Living things including human beings are all made up of molecules. The molecules of life play great roles such as energy transduction, information processing, molecule syntheses, and self-replication. Molecules produced by men presently are relatively simple compared to those in nature. My rationale is that it must be possible, however, to make artificial molecules that can, like in life, transduce energy, process information, synthesize molecules, and self-replicate, since synthetic chemistry can produce novel molecules. Furthermore, artificial molecules can accomplish things natural molecules cannot. I name such molecular systems with sophisticated functions MOLECULAR DEVICES and am studying how to make higher-functioning molecules through the cycle of the design, synthesis, and evaluation of novel molecules.

MOLECULAR SWITCHING DEVICES
Several years ago, we found that a ruthenium complex having an azo group (-N=N-) plays the role of molecular switch by changing on/off its luminescence upon adding and removing an electron. We are developing various molecular switches as extensions of this result.

ARTIFICIAL PHOTOSYNTHETIC DEVICES
Photosynthesis is a process converting light energy from the sun into chemical energy.

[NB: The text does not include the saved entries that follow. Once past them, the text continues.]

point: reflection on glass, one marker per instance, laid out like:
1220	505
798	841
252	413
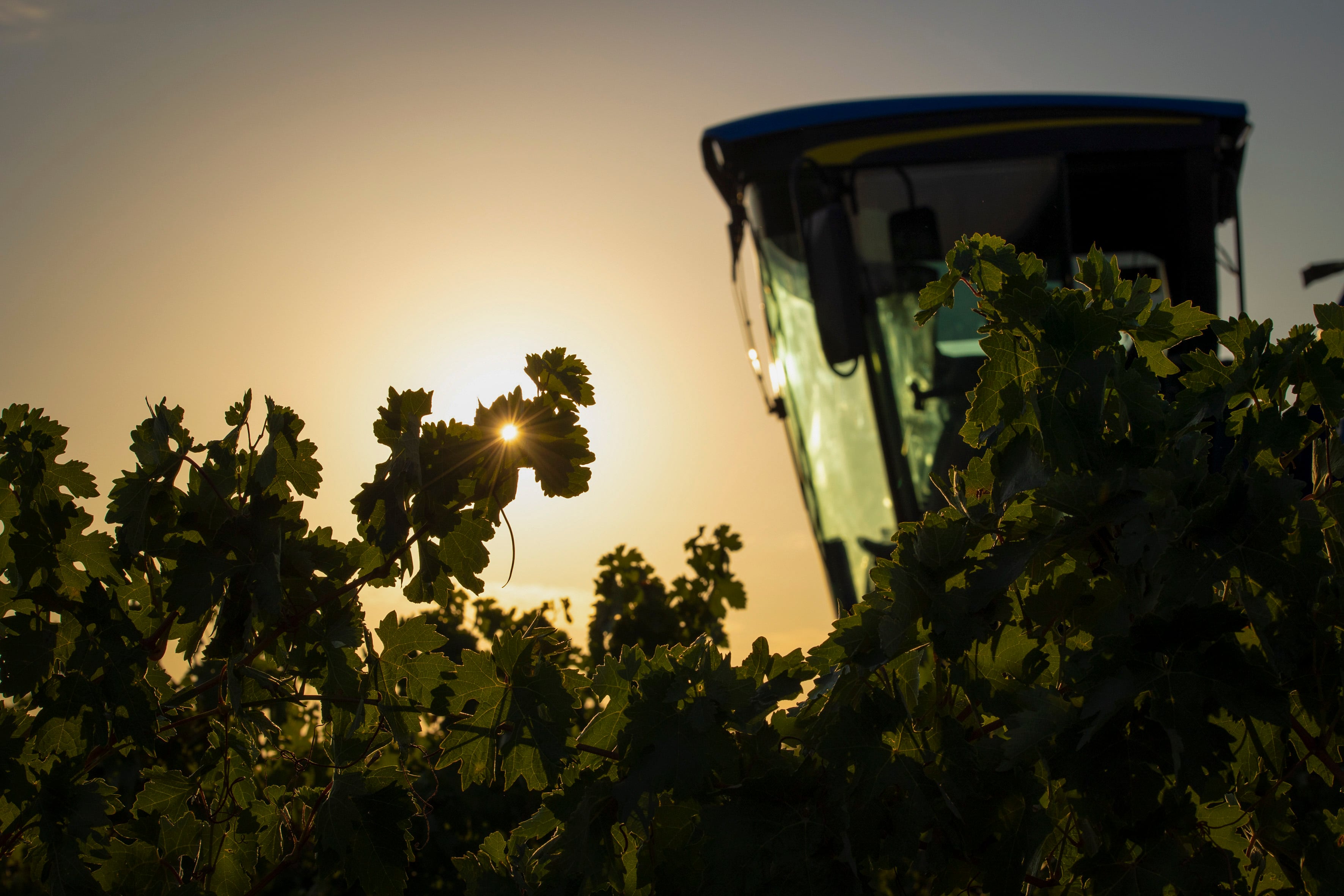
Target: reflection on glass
831	424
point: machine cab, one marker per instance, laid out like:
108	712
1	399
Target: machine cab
842	213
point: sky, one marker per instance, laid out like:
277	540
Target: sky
319	201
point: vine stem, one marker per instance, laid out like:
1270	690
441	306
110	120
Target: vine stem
1317	749
182	696
599	751
299	847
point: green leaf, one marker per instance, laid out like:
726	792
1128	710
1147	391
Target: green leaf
166	792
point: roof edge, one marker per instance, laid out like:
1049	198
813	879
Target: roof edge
832	113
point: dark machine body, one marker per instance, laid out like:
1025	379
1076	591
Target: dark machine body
847	210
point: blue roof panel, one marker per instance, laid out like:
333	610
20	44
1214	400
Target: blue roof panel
834	113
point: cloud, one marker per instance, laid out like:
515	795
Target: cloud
25	20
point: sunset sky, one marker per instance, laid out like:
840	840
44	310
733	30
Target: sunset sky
322	199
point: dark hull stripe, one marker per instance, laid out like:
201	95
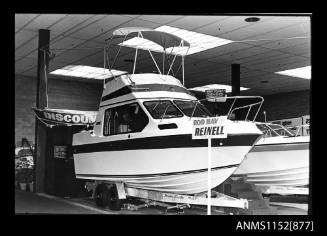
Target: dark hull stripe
145	88
280	147
156	175
162	142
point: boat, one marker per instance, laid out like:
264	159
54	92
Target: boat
142	135
279	158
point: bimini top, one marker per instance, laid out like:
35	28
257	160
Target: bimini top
143	86
164	39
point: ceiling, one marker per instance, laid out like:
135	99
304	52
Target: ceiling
272	44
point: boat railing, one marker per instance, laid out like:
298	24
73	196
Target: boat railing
301	127
248	106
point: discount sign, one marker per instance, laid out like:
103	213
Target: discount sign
213	127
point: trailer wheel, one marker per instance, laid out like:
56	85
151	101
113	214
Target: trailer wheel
101	195
114	202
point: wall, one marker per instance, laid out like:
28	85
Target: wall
286	105
62	94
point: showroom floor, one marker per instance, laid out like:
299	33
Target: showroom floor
31	203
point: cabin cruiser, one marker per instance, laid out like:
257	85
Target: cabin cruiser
279	158
142	135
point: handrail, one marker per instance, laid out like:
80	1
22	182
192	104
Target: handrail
300	127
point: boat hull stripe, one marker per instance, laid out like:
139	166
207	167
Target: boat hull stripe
145	88
156	175
280	147
162	142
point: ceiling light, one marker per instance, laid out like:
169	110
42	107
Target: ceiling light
228	88
198	42
128	60
252	19
88	72
302	72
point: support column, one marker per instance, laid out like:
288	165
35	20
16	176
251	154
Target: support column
236	80
41	102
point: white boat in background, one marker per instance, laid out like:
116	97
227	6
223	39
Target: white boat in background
279	158
142	135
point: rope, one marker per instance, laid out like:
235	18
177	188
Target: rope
46	78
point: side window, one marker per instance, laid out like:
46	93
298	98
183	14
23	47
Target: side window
124	119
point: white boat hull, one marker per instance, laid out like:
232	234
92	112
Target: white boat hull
283	164
177	170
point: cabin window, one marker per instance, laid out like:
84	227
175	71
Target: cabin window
162	109
190	107
124	119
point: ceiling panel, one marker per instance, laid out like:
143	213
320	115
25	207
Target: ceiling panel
298	49
70	23
101	26
281	65
193	22
259	60
23	19
28	49
264	57
44	21
23	37
225	49
25	64
65	43
160	19
237	55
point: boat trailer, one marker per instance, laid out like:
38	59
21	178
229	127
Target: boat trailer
110	194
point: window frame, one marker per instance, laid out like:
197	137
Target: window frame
181	100
172	103
128	132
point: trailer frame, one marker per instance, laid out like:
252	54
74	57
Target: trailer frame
165	199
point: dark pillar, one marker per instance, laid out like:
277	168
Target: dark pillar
41	102
236	80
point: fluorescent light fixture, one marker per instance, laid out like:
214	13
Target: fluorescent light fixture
228	88
302	72
88	72
198	42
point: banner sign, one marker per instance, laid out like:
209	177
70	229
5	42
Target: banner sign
67	117
216	95
213	127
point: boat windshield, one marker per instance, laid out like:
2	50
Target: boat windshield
192	108
162	109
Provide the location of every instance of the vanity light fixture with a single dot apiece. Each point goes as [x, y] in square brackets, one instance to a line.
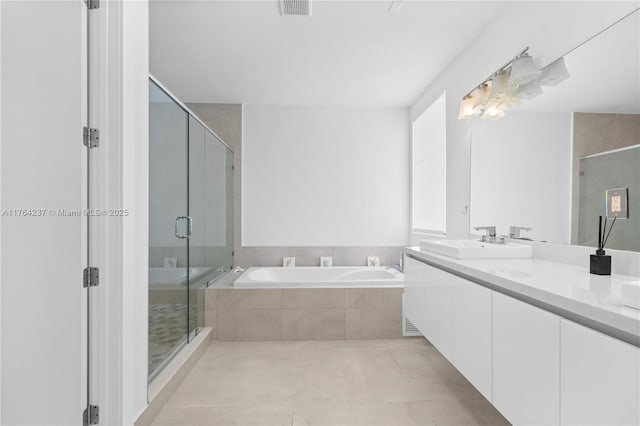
[494, 111]
[554, 73]
[523, 70]
[517, 80]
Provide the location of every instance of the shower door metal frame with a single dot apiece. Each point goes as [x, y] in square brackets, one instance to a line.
[91, 274]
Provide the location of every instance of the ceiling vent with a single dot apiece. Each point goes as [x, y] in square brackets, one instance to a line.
[295, 7]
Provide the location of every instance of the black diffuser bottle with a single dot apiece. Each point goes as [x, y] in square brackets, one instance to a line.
[600, 263]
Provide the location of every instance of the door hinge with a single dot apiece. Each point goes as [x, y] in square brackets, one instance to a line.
[90, 277]
[90, 137]
[92, 4]
[91, 415]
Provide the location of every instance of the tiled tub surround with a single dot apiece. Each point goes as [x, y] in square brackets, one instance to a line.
[304, 313]
[310, 255]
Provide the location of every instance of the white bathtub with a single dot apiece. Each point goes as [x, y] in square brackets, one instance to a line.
[174, 276]
[317, 277]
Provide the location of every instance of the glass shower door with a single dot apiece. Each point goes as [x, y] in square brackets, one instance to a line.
[200, 269]
[169, 225]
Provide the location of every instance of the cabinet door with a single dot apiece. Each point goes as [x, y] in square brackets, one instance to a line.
[526, 362]
[429, 304]
[472, 334]
[600, 378]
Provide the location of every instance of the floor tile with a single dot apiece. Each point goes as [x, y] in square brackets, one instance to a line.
[343, 382]
[251, 415]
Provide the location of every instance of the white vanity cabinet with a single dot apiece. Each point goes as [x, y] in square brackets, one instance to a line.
[455, 316]
[600, 378]
[526, 362]
[535, 366]
[472, 334]
[428, 303]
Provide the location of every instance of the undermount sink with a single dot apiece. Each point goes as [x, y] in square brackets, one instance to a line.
[474, 249]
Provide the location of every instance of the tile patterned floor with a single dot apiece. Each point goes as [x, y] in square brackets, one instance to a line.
[325, 383]
[167, 329]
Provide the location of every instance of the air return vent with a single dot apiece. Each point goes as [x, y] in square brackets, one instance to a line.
[295, 7]
[409, 329]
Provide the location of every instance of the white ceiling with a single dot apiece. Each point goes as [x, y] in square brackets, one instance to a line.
[347, 53]
[605, 75]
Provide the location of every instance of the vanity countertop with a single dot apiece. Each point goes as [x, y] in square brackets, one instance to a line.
[567, 290]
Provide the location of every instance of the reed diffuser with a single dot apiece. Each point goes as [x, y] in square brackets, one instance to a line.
[600, 263]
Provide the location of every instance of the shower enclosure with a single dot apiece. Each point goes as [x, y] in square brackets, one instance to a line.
[190, 222]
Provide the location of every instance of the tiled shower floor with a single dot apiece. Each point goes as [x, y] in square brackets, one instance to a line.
[323, 383]
[167, 327]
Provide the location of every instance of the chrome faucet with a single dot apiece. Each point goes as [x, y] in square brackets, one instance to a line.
[491, 230]
[490, 236]
[514, 232]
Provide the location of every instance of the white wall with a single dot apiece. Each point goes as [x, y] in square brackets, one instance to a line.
[42, 256]
[534, 190]
[550, 29]
[429, 169]
[325, 176]
[135, 197]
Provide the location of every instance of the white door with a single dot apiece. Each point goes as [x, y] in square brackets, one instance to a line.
[43, 186]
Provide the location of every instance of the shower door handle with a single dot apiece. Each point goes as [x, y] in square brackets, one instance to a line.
[189, 226]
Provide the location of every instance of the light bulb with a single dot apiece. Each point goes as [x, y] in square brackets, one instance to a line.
[554, 73]
[494, 111]
[467, 109]
[523, 70]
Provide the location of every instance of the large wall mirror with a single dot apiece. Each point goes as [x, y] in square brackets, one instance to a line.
[547, 164]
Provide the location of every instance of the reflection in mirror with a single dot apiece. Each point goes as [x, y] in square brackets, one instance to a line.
[533, 167]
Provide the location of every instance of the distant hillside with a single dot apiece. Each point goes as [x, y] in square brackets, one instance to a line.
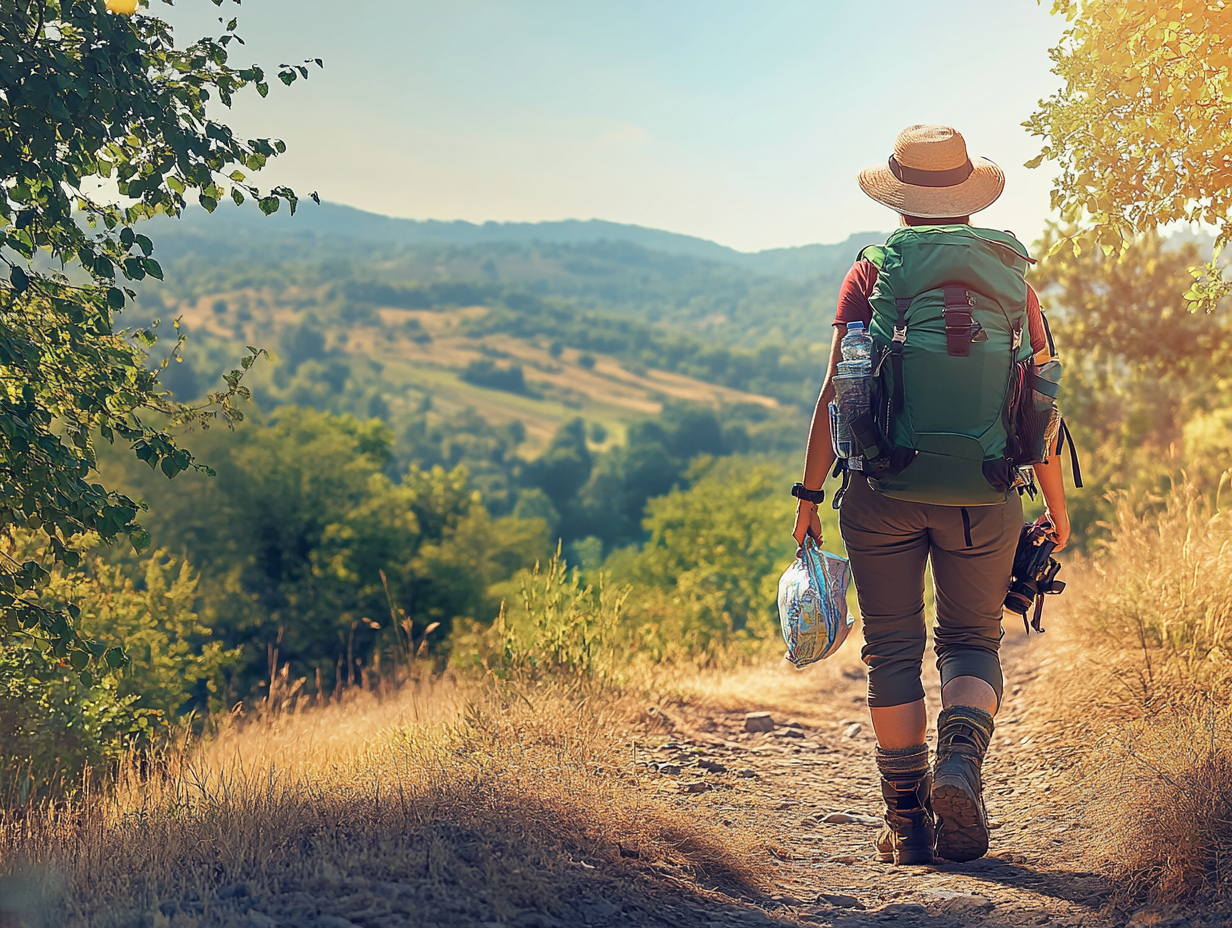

The reason why plants can do this is because plants have molecular solar cells that produce electrical current on light absorption. We are studying constructing molecular organization that produce electrical current on light absorption, taking advantage of the self-assembling ability of molecules.

SINGLE MOLECULE ELECTRONICS DEVICES
The notion that much smaller molecules may replace semiconductors in electronic and optical devices attracts attention as a next generation nanotechnology. We are studying single-molecule electronic devices based on our expertise in metal complexes.

MOLECULE SENSING DEVICES
The reason living things can keep order, despite being composed of a tremendous mixture of molecules, is that molecules can distinguish one another as if they had eyes. We are synthesizing artificial molecules that can distinguish specific molecules or form beautiful higher-order structures.

SURFACE SUPRAMOLECULAR CHEMISTRY
For molecular devices come true, a method is needed to precisely place molecules at predetermined positions on a surface.We are investigating how molecules assemble themselves into precise patterns on surfaces to develop a methodology to fabricate molecular architectures on surfaces.